I think of Korey again. His hand on my stomach, palm pressing into my belly button, imprinting on me. Wonder what it would be like to really BE with him, having the type of love he always sings about.

“He was . . . sweet.”

Gab pretends not to hear me and continues copying the lesson on cell units.

 

 

Chapter 8


Will and Willow Meeting Notes

 


Between moving to Hartsdale with its limited diversity and attending an elite private school, Mom thought the best way for the Littles and me to connect with the black people in our area was to join Will and Willow Incorporated. The objective of Will and Willow as stated on their website: “to create a medium of contact for African American mothers to bring their children together in social and cultural environments to be strengthened through leadership development, volunteer service, and civic duty.”

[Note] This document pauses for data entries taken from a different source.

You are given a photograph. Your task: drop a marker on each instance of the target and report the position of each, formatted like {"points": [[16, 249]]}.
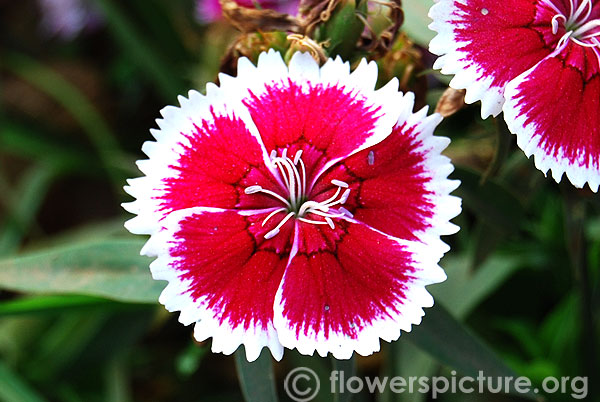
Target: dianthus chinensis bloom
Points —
{"points": [[208, 11], [296, 207], [539, 61]]}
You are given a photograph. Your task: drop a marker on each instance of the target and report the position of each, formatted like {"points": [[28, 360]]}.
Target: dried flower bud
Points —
{"points": [[404, 61], [252, 20]]}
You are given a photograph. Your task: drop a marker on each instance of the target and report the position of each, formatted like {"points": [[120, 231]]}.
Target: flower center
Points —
{"points": [[578, 26], [293, 176]]}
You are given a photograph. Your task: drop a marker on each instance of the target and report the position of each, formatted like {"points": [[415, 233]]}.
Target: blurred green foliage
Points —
{"points": [[79, 317]]}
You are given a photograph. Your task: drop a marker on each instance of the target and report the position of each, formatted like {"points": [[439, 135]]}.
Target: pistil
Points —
{"points": [[293, 176]]}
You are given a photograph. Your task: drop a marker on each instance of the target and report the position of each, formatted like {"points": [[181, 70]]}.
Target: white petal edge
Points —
{"points": [[578, 174], [427, 251], [226, 338], [341, 346], [467, 74]]}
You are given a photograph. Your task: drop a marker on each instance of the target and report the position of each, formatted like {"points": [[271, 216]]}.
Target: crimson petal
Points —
{"points": [[554, 110], [400, 185], [487, 43], [223, 274], [207, 157], [346, 288]]}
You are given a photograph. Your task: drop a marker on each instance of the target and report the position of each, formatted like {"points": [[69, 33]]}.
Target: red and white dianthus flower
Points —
{"points": [[296, 207], [539, 62]]}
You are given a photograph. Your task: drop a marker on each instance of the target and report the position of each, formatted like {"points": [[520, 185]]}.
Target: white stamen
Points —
{"points": [[272, 234], [346, 212], [293, 177], [555, 22], [345, 196], [272, 214], [297, 157], [339, 183]]}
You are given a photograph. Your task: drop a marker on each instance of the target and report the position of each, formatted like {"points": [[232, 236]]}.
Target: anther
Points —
{"points": [[297, 157], [339, 183], [371, 158], [272, 234], [346, 212], [345, 196]]}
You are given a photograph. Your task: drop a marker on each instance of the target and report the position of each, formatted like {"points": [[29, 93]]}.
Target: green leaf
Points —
{"points": [[416, 21], [109, 268], [13, 388], [453, 345], [75, 102], [141, 52], [466, 288], [49, 304], [24, 206], [257, 379]]}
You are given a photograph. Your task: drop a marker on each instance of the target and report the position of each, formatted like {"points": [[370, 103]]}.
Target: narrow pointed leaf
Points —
{"points": [[453, 345], [108, 268]]}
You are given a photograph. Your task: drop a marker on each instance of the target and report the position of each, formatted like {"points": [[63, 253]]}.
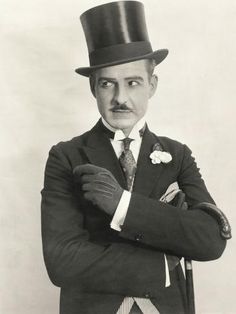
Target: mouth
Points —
{"points": [[121, 110]]}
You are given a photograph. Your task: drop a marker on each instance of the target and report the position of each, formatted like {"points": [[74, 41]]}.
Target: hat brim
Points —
{"points": [[158, 56]]}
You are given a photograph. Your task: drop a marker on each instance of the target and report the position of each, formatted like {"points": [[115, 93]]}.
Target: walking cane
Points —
{"points": [[189, 286], [225, 231]]}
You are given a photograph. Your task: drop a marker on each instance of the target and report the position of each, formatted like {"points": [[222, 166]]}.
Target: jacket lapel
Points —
{"points": [[147, 174], [100, 152]]}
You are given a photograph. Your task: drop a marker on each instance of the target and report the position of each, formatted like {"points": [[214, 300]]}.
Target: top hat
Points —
{"points": [[116, 33]]}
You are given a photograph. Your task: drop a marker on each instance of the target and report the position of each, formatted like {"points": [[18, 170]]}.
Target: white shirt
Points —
{"points": [[117, 144]]}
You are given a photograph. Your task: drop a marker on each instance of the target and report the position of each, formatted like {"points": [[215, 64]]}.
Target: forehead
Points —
{"points": [[131, 69]]}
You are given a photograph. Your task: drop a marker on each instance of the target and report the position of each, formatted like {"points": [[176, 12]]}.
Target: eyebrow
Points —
{"points": [[102, 78]]}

My cousin says it’s for bougie black moms to show off their equally bougie black kids. And he isn’t exactly wrong.

There are chapters all over the country, divided into groups by age. We, the Westchester Teen chapter, have a once-a-month meeting, directed by our teen government board:

Malika Evens: President

Sean Patrick Jr.: Vice President

Creighton Stevens: Treasurer

Aisha Woods: Secretary

Enchanted Jones: just a regular ol’ member

Shea Jones: her little sister, newest member of the teen Group Five.

We all live about ten miles from each other but these kids’ parents have money. Surgeons, lawyers, architects, politicians—one is even related to Denzel Washington. Meanwhile, my family is making it by the skin of our teeth, and it shows.

Our meetings go a little something like this:

Creighton: Where’s Emery?

Enchanted: Think he had to work.

Malika: Of course. OK, everyone, let’s get started. Now, as you all know, next month is the Eastern Regional Teen Cluster. Our room block at the Marriott has been confirmed. Creighton, has everyone paid their dues?